Di fronte a quel che sarà, c’è il presente fatto di 830 segnalazioni: “Siamo l’unico capoluogo che non ha visto la visita, un dialogo con il commissario Vasco Errani. Questo è un difetto d’istruttoria che non può essere il presupposto per una esclusione senza criterio”. Non sta a Calcinaro invitarlo Errani, sta al commissario capire la necessità di una visita. “Una colpa ce l’abbiamo, siamo stati troppo concentrati a risolvere i problemi dei cittadini, fina dalle prime ore. Ma il lavoro non può essere una colpa”.

“Analizzando il secondo decreto, Fermo ha dei livelli di danno per cui non ha senso la presenza nel cratere. Ma proprio per questo, il decreto avrebbe dovuto fare una distinzione tra ricostruzione pesante e ricostruzione leggera. Cosa che non c’è. Da noi per lavori che nella larghissima maggioranza dei casi avranno un taglio contenuto si dovrà aspettare tutta la procedura delle schede Aedes, Agibilità e danno emergenza sismica. E questo significa che non saremo i primi a ricevere gli agibilitatori, che andranno nelle zone colpite” precisa l’assessore Ingrid Luciani . La speranza era di avere misure più agibili, ma così non è stato. “Insomma, le procedure sono peggiorate” concludono Calcinaro, che è senza gabinetto visto che un’ala del palazzo dei Priori è inagibile,  Ingrid Luciani, l’assessore tecnico, e Francesco Lusek, risk manager.
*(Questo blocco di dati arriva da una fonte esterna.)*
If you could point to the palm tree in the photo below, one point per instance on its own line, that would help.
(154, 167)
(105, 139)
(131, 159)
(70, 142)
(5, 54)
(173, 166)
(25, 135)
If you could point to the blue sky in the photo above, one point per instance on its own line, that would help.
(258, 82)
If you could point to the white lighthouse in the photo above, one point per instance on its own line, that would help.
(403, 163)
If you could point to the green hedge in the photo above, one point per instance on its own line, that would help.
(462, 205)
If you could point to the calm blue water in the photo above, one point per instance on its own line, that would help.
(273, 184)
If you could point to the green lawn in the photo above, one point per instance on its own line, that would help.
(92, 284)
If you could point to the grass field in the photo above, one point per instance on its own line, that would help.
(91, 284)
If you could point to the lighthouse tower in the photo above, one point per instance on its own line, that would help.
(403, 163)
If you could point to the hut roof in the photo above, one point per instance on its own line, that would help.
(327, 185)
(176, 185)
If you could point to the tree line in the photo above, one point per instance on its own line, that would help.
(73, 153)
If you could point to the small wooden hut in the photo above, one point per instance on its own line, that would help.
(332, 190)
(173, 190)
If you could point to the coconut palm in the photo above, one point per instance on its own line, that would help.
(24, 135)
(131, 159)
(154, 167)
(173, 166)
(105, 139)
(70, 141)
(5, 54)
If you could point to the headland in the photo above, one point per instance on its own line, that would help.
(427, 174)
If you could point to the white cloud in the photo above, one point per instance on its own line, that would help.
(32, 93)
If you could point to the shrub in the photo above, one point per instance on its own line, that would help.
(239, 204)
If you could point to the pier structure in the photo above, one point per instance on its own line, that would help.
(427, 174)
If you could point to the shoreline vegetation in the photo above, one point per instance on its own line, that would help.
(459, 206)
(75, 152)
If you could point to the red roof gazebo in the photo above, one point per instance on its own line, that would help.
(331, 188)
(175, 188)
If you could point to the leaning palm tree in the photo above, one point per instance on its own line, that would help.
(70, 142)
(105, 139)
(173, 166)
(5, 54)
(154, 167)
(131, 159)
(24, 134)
“I tecnici abilitati in quattro ore per adesso sono solo a supporto dell’attività di emissione di ordinanze di sgombero. Una procedura fast per ora utile a metà, ma è previsto un incontro a breve che speriamo ci dia buone nuove e li renda agibilitatori a tutto tondo e non solo capaci di identificare l’immobile, la sua consistenza e l’inagibilità pre ordinanza. Mentre l’Aedes all’interno ha un censimento competo dei danni. È quindi logico che serva l’Aedes per proseguire, quindi speriamo che il corso di quattro ore porti alla completezza di azione dei tecnici che il territorio mette a disposizione”. Servono, considerando che ci sono 800mila schede Aedes richieste: “Di abilitati – conclude l’assessore Luciani - siamo poco più di 300 nelle Marche. Impossibile che uno lasci il proprio lavoro per mesi”.